The C-Tran board will have to decide before the end of the year about which option it prefers — an expert review panel must analyze the sales tax finance plan before it can be put before voters, Scott Patterson, C-Tran’s public affairs director, said.
If the board ultimately decides to put the vote before all of C-Tran’s service district, then all of that area would pay the tax, at a rate of 0.1 percent. However, some have speculated that voters in more remote stretches of Clark County would be less likely to approve paying for bus rapid transit on Fourth Plain Boulevard and light rail from Portland to downtown Vancouver.
If a subdistrict is chosen, the smaller area would pay the tax, and it would be at a higher rate than 0.1 percent, Patterson said. Cost estimates haven’t been done, but a subdistrict made up of Vancouver and its urban growth boundary may expect to have a 0.2 percent sales tax, while an even smaller district could pay more, he said.
Stuart said he wasn’t comfortable using a subdistrict for the vote.
“I see this as one system … that serves the entire community,” Stuart said. “We have one system that includes buses. That includes connectors. That includes express buses. High-capacity transit is just another piece of our puzzle.”
Linda Dietzman, a Camas City councilor who represents Camas and Washougal on the board, said: “The information that I’ve received from each of those councils is that they wanted a C-Tran districtwide vote.

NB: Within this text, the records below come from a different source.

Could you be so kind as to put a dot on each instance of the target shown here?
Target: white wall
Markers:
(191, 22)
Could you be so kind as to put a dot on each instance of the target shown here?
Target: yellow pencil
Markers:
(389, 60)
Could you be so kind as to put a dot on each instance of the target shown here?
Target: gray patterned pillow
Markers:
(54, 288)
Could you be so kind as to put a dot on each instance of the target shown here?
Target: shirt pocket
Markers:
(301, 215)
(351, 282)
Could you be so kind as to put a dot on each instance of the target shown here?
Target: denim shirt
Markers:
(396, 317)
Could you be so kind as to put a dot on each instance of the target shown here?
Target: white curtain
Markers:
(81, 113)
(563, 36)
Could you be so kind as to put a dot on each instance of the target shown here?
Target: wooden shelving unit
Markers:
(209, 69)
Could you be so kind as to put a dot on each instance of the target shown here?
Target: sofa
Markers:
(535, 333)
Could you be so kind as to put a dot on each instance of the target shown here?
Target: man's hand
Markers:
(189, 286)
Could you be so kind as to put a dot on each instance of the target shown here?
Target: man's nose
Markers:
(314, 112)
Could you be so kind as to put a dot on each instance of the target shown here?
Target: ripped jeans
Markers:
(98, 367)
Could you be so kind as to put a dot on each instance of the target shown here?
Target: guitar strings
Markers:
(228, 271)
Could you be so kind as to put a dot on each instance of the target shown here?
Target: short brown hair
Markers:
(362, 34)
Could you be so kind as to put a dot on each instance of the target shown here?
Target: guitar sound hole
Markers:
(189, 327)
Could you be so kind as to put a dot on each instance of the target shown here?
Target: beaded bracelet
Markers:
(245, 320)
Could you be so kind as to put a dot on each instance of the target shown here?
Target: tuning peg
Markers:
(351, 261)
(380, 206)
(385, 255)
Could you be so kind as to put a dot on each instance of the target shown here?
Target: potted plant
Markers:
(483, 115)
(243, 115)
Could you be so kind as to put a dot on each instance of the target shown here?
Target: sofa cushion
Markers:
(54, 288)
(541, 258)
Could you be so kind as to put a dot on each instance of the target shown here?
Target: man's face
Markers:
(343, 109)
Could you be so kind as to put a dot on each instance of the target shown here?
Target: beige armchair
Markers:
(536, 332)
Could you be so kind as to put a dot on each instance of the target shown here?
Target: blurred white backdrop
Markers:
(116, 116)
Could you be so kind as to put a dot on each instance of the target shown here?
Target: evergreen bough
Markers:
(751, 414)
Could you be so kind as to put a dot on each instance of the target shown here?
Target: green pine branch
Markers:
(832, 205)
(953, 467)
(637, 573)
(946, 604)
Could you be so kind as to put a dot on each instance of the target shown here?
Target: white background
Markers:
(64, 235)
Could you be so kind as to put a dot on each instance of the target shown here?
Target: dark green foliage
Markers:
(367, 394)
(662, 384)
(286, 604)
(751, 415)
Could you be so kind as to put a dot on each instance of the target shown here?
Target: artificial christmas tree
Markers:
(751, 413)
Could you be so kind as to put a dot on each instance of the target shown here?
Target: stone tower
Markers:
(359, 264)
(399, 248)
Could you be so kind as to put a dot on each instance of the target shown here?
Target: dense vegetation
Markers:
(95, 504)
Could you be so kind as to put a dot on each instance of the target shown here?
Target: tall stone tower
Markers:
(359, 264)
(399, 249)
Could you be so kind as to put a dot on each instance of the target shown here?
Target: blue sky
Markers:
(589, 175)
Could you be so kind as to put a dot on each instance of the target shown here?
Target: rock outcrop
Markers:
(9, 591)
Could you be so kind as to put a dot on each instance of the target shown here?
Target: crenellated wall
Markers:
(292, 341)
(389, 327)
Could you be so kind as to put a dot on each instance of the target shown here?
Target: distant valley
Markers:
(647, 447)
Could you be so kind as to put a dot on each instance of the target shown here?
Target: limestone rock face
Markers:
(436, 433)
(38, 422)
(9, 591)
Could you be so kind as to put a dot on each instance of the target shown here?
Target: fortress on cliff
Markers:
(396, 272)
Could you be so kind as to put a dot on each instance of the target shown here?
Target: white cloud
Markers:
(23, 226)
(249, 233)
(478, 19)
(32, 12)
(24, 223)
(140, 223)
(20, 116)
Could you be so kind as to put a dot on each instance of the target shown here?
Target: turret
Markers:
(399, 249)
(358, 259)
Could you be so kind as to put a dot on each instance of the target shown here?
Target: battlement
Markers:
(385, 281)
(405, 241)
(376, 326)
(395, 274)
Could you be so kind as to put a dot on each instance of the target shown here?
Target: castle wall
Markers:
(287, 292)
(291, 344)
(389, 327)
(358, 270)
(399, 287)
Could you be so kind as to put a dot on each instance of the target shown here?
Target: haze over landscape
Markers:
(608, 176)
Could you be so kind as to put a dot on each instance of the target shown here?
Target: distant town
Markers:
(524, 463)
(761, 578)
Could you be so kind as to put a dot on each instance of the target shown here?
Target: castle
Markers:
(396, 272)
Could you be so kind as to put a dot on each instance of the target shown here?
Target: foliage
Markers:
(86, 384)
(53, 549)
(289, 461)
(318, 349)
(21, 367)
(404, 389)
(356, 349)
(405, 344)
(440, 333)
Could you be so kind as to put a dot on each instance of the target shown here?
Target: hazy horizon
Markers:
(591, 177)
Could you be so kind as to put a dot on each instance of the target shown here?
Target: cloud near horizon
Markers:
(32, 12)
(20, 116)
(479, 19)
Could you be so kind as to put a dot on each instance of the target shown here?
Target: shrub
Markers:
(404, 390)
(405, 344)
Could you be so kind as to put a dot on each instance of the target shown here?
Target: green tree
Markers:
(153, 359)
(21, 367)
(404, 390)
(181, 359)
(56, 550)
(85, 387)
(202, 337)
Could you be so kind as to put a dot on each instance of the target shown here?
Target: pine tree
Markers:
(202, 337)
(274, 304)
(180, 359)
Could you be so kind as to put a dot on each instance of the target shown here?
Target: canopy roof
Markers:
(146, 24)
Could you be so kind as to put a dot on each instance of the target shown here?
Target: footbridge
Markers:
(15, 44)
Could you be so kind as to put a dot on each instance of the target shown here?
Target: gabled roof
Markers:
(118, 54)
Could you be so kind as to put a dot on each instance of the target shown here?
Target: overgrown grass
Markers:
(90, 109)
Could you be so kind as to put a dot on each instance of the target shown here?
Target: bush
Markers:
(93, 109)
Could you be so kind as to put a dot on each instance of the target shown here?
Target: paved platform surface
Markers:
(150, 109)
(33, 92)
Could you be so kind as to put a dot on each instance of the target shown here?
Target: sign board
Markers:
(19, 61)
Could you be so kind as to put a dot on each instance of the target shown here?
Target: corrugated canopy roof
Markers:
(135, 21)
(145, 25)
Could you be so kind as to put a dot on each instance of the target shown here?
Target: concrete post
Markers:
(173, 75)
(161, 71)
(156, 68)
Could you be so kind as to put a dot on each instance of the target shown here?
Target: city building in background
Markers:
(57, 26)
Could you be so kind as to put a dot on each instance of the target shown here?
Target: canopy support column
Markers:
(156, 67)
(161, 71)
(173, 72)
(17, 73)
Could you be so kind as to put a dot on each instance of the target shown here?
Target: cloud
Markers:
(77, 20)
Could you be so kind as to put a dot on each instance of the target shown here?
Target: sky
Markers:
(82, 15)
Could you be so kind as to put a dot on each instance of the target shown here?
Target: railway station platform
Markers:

All the individual citizen input I’ve received also wanted the same thing.”
However, Yacolt Mayor James Weldon said his government and Battle Ground’s city council hadn’t had a chance to talk about the differences and both bodies thought more information would be helpful.
Leavitt said Tuesday that neither he nor either of Vancouver’s other two C-Tran representatives, Councilors Larry Smith and Bart Hansen, were for or against a subdistrict. The Vancouver mayor, however, was the one to propose a subdistrict in March.
“That’s not the case — we want to understand the circumstances,” he said, adding the results of this November’s general bus service sales tax measure — which the board agreed to put forward in April — and more public discussion on the high-capacity transit vote would be beneficial in reaching a final decision.
The board did approve one portion of the proposal before them Tuesday: That C-Tran would not sign an interlocal agreement with TriMet for light rail operations until the vote has been taken.
Leavitt asked to table the whole discussion, but was voted down in a bloc veto by the three county commissioners on the board, marking the first use of that power in C-Tran’s history. Only the county and Vancouver have veto power.
After approving the first part of the measure, the group agreed to talk later on the timing of the vote and the size of the tax district.
“You ever play chess where you just move pieces around the board?” Stuart asked. “Instead of sitting around here all night … I’ll be voting for this measure but for procedural reasons.”